On 15/07/2020 03:39, 夏 晋 via Gcc wrote:
Hi everyone,
I'm trying to autovectorize the loop, and Thank you for the omnipotent
macros, everything goes alright. But recently I need to further optimize the
loop, I had some problems.
As our vector instruction can process 16 numbers at the same time, if the
for loop counter is equal or larger than 16, the loop will be autovectorized.
For example:
for (int i = 0; i <16; i++) c[i] = a[i] + b[i];
will goes to:
vld v0, a0
vld v1, a1
vadd v0,v0,v1
vfst v0, a2
And if I wrote code like: for (int i = 0; i <15; i++) c[i] = a[i] + b[i]; the
autovectorization will miss it. But we got a instruction "vlen", which can change
the length of the vector operation, and I wish to generate the assembler like this when the
loop counter is 15:
vlen 15
vld v0, a0
vld v1, a1
vadd v0,v0,v1
vfst v0, a2
What should I do to achieve this goal? I've tried to "define TARGET_HAVE_DOLOOP_BEGIN" and define_expand
"doloop_begin". and the "doloop_begin" won't be called. Is there any other way? and If the loop
counter is bigger than 16 like 30,31 or just a varable, what should I do with "vlen". Any hint would be
helpful. Thank you very much.
We have had similar issues with the AMD GCN port, in which the vector
length is 64 and many smaller vectorizable cases get missed.

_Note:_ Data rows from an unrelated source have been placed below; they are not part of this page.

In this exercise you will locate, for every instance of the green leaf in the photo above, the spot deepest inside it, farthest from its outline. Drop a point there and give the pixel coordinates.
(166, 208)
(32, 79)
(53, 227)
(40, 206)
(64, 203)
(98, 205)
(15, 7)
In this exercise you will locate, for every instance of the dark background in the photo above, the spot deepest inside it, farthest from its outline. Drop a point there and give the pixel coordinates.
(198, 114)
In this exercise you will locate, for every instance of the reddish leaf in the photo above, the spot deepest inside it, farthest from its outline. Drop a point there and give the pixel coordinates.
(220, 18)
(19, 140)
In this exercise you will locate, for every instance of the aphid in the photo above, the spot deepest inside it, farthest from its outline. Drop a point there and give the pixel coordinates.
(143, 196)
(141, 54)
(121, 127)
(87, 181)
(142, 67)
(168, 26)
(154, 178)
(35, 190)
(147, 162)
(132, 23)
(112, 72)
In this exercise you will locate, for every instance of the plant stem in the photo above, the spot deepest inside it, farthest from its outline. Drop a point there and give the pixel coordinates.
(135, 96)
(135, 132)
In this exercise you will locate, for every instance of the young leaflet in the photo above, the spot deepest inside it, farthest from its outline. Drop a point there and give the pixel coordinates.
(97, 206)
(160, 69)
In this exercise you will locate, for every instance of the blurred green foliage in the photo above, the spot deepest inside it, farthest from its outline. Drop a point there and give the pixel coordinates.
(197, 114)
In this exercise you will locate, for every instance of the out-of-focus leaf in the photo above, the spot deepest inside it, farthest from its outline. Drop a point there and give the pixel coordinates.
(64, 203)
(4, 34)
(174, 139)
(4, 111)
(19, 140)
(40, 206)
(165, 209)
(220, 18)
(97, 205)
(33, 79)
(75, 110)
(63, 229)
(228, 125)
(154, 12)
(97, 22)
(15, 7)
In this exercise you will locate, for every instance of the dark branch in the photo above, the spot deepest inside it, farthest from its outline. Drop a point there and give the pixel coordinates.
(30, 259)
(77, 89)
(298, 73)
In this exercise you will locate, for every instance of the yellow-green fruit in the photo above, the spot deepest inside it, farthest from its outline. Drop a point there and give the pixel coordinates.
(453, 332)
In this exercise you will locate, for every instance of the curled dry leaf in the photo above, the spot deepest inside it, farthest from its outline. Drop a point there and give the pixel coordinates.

There are two solutions (that I know of):
1. Implement "masked" vectors. GCC will then use just a portion of the
total vector in some cases. I don't know if your architecture can cope
with arbitrary masks, but you can probably simulate them using vector
conditionals, and still win (maybe). You can certainly recognise
constant masks that mearly change the length. Probably the vectorizer
code could be modified, via a new hook, to only generate masks that work
for you (masks generated via WHILE_ULT would be fine, for example).
2. Add extra, smaller vector modes that work the same, but your backend
inserts vlen adjustments as necessary (in the md_reorg pass, perhaps).
You might have V2, V4, V8, and V16, for example.
Or both: for GCN, arbitrary masks work fine, but not all of GCC can take
advantage of them, so I've been experimenting with adding multiple
vector length modes to make up the difference.
Andrew